Today we have an announcement out of left field. Intel has formally revealed it has been working on a new series of processors that combine its high-performance x86 cores with AMD Radeon Graphics into the same processor package using Intel’s own EMIB multi-die technology. If that wasn’t enough, Intel also announced that it is bundling the design with the latest high-bandwidth memory, HBM2.

Intel announced its EMIB technology over the last twelve months, with the core theme being the ability to put multiple and different silicon dies onto the same package at a much higher bandwidth than a standard multi-chip package but at a much lower cost than using a silicon interposer. At Intel’s Manufacturing Day earlier this year, they even produced a slide (above) showcasing what might be possible: a processor package with the x86 cores made on one technology, the graphics made in another, perhaps different IO and memory or wireless technologies too.
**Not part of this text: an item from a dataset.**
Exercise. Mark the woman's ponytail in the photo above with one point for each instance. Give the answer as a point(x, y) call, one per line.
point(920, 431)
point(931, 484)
With EMIB, processor design can become a large game of Lego.

EMIB came to market with the latest Intel Altera FPGAs. By embedding the EMIB required silicon design into the main FPGA and each of the chipsets, the goal was to add multiple memory blocks as well as data transfer blocks in a mix and match scenario, allowing large customers to have the design tailored to what they require. The benefits of EMIB were clear, without the drawbacks of standard MCP design or the cost of interposers: it would also allow a design to go beyond the monolithic reticle limit of standard lithography processes. It was always expected that EMIB would have to find its way into the general processor market, as we start to see high-end server offerings approaching 900 mm2 over multiple silicon dies in a single package.

Since the EMIB announcements, Intel’s Manufacturing Day, and Hot Chips, word has been circulating about how Intel is going to approach this from a consumer standpoint. As part of the requirements of Intel’s own integrated graphics solutions, a 2011 cross-licensing deal with NVIDIA was in place – this deal was set to expire from April 1st 2017, and no mention of extending that deal was ever made public. A couple of rumors floated around that Intel were set to make a deal with AMD instead, as despite their x86 rivalry they were a preferred partner in these matters. Numerous outlets with connections in both AMD and Intel had difficulty prizing any information out. Historically Intel refuses to comment on such matters in advance. Other potential leaks include published benchmarks over at SiSoft, although nothing has been made concrete until today.

Intel’s official statements on the announcement offer a few details worth diving into.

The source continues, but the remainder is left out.